Well, if we're doing ASCII art, here's mine:

7 6 5 4 3 2 1 0
 X   X   X   X 
6 7 4 5 2 3 0 1
 \ X /   \ X /
  X X     X X
 / X \   / X \
4 5 6 7 0 1 2 3
 \ \ \ X / / /
  \ \ X X / /
   \ X X X /
    X X X X
   / X X X \
  / / X X \ \
 / / / X \ \ \
0 1 2 3 4 5 6 7

It kind of looks like FFT butterflies. Which is why it pops up with FFTs.

Per Rich Schroeppel in this MIT memo (if you can read past the assembler), the following will reverse the bits in an 8bit byte providing that you have 64bit arithmetic available:

byte = (byte * 0x0202020202ULL & 0x010884422010ULL) % 1023;

Which sort of fans the bits out (the multiply), selects them (the and) and then shrinks them back down (the modulus).

Is it actually an 8bit quantity that you have?

Nearly a duplicate of Most Efficient Algorithm for Bit Reversal ( from MSB->LSB to LSB->MSB) in C (which has a lot of answers, including one AVX2 answer for reversing every 8-bit char in an array).


X86

On x86 with SSSE3 (Core2 and later, Bulldozer and later), pshufb ( _mm_shuffle_epi8 ) can be used as a nibble LUT to do 16 lookups in parallel. You only need 8 lookups for the 8 nibbles in a single 32-bit integer, but the real problem is splitting the input bytes into separate nibbles (with their upper half zeroed). It's basically the same problem as for pshufb -based popcount.

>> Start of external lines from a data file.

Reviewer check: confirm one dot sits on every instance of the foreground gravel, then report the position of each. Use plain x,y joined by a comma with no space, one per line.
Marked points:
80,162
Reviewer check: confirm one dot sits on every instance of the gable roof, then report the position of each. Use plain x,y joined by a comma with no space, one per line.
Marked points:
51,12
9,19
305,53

avx2 register bits reverse shows how to do this for a packed vector of 32-bit elements. The same code ported to 128-bit vectors would compile just fine with AVX.

It's still good for a single 32-bit int because x86 has very efficient round-trip between integer and vector regs: int bitrev = _mm_cvtsi128_si32 ( rbit32( _mm_cvtsi32_si128(input) ) ); . That only costs 2 extra movd instructions to get an integer from an integer register into XMM and back. (Round trip latency = 3 cycles on an Intel CPU like Haswell.)


ARM:

rbit has single-cycle latency, and does a whole 32-bit integer in one instruction.

The naive / slow / simple way is to extract the low bit of the input and shift it into another variable that accumulates a return value.

#include <stdint.h>

uint32_t mirror_u32(uint32_t input) {
    uint32_t returnval = 0;
    for (int i = 0; i < 32; ++i) {
        int bit = input & 0x01;
        returnval <<= 1;
        returnval += bit;    // Shift the isolated bit into returnval
        input >>= 1;
    }
    return returnval;
}

For other types, the number of bits of storage is sizeof(input) * CHAR_BIT , but that includes potential padding bits that aren't part of the value. The fixed-width types are a good idea here.

The += instead of |= makes gcc compile it more efficiently for x86 (using x86's shift-and-add instruction, LEA). Of course, there are much faster ways to bit-reverse; see the other answers. This loop is good for small code size (no large masks), but otherwise pretty much no advantage.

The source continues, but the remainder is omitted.